Two posts really resonated with me today. First from ACRLog, a post by Steven Bell, The Academic Library Is Certainly No Place For Fun
Are there days at your academic library when it appears that a war is going to erupt between the students who just want solitude and quiet and those who want to do…well, whatever they feel like doing? And what they feel like doing just might be socializing (probably loudly), playing cards, using computers to watch a soccer match or anything else that disrupts the work of those who seek peace and quiet. And of course, since the students are totally incapable of policing this themselves and cooperating to create a workable environment for both groups, guess who gets to be the referee to help make sure everyone plays nice. Are you having fun yet? This is by no means a new issue, but with the proliferation of cell phones and multimedia digital entertainment - along with a growing societal trend toward a public lack of sensitivity to and respect for others’ needs for privacy and quiet - the severity the issue has rapidly escalated.

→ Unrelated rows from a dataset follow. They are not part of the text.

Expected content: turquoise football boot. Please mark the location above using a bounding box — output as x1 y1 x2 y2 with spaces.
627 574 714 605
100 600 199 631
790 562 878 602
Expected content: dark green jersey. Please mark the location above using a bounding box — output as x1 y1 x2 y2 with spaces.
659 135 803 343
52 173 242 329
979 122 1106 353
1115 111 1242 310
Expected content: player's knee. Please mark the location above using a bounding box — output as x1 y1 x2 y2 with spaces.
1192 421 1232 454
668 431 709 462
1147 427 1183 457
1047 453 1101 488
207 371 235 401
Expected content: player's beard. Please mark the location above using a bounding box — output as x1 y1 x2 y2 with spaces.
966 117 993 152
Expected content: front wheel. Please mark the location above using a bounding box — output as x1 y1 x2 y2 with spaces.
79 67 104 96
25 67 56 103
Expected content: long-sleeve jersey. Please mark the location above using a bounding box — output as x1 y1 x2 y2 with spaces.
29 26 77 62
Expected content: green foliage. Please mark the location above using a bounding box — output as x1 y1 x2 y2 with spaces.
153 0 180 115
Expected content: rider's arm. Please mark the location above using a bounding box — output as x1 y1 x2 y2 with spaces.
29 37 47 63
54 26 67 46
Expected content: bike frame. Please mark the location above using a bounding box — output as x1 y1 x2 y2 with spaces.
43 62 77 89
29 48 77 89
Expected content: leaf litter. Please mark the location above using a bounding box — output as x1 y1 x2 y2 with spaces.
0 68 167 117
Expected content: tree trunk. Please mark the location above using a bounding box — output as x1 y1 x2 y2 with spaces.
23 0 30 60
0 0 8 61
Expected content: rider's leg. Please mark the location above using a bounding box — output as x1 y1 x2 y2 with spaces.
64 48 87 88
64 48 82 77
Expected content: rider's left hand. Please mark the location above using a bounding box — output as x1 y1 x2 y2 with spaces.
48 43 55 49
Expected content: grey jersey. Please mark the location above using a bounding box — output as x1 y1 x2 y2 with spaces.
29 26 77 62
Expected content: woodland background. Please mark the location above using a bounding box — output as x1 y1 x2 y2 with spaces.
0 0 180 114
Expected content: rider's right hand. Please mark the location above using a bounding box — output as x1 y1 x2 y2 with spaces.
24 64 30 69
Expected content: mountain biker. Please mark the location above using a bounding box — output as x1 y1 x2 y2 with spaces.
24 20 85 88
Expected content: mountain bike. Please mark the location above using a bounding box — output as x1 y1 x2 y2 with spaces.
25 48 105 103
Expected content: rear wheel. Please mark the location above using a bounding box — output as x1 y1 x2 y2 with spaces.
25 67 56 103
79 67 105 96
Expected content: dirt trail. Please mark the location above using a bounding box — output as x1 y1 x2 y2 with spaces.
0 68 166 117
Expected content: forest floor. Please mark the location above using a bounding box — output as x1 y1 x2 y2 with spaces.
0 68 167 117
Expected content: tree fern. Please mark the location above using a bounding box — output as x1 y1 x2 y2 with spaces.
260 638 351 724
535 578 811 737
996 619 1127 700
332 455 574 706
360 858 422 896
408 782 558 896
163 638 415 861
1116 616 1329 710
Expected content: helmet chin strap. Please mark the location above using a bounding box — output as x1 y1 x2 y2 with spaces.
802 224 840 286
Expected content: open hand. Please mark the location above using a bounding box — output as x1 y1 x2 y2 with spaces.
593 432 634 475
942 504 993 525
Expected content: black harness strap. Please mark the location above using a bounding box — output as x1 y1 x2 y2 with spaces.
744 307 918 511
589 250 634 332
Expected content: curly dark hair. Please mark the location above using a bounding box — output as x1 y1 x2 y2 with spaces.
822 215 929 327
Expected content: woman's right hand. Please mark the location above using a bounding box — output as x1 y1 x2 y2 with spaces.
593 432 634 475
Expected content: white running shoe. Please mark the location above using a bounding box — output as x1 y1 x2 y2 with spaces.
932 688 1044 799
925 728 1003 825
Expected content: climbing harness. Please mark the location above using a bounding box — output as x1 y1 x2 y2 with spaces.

With a line that made me laugh out loud:
But I don’t doubt that some of our aggrieved patrons would like nothing better than to see little old Mr. Librarian pull out a big baseball bat to deal out some corporal punishment to a bunch of chatterbox undergrads.
Ok, so my own Schwarzeneggeresque fantasies are probably a little less extreme (and probably include a hockey stick rather than a baseball bat), but I certainly sympathise. As I've written before, I place a high value on our mission to give students what they can't find anywhere else on campus -- quiet. My library is quite a small space, mostly all on one floor, so it can be a challenge to keep noise levels to a dull roar. And finding the right balance between letting people work together at the computers and keeping it low enough so that noise doesn't overwhelm other parts of the library is tough. But I think that students generally appreciate our efforts and 99% of the ones who we ask to lower their voices are very understanding.
Oddly, just today I had a strange occurance while I was on the desk: 3 cell phone pacers at once, all wandering the open areas of the library, speaking loudly and a bit oblivuously. All were more than happy to wander away from the quieter parts of the library. What is it about cell phones that cause us to pace back and forth while we talk in a louder than normal voice?
The other article is via Lisnews, Are Computers in Libraries on the Wane? My first response is, "Are you kidding? We could put in 5 times as many and still practically have lineups!" but I think that there are a few good points:
“I thought that since students are online so much that they always wanted to be near a computer,” one of the librarians said. “But it turns out that part of the reason they’re coming to the library is to unplug, is to actually have some time where they can concentrate on their work. So we wanted to make sure we had lots of big spaces, where they can study, and can be quiet, and can concentrate.”
The librarians also said students favored big tables, lots of natural light, and quiet study spaces.
Exactly. If someone gave me a few million dollars and the rest of my building, what would I do? First of all, wired and wireless access everywhere, lots of natural light (which we luckily already have). Group study rooms would be a priority. But also more informal, noisy collaborative space around the computer workstation pods and other tables. In other areas I would want to have quieter spaces where the distaction level is low but not zero; this space would have a variety of remixable soft seating and tables. Finally, a certain number of silent study areas where the only sound you should here is the quiet click of keyboards; this space would probably only have carels and bigger, heavier soft seating. Building function space, common areas, reference programs and instructional spaces in such a facility would be fun and challenging. Ah, to dream.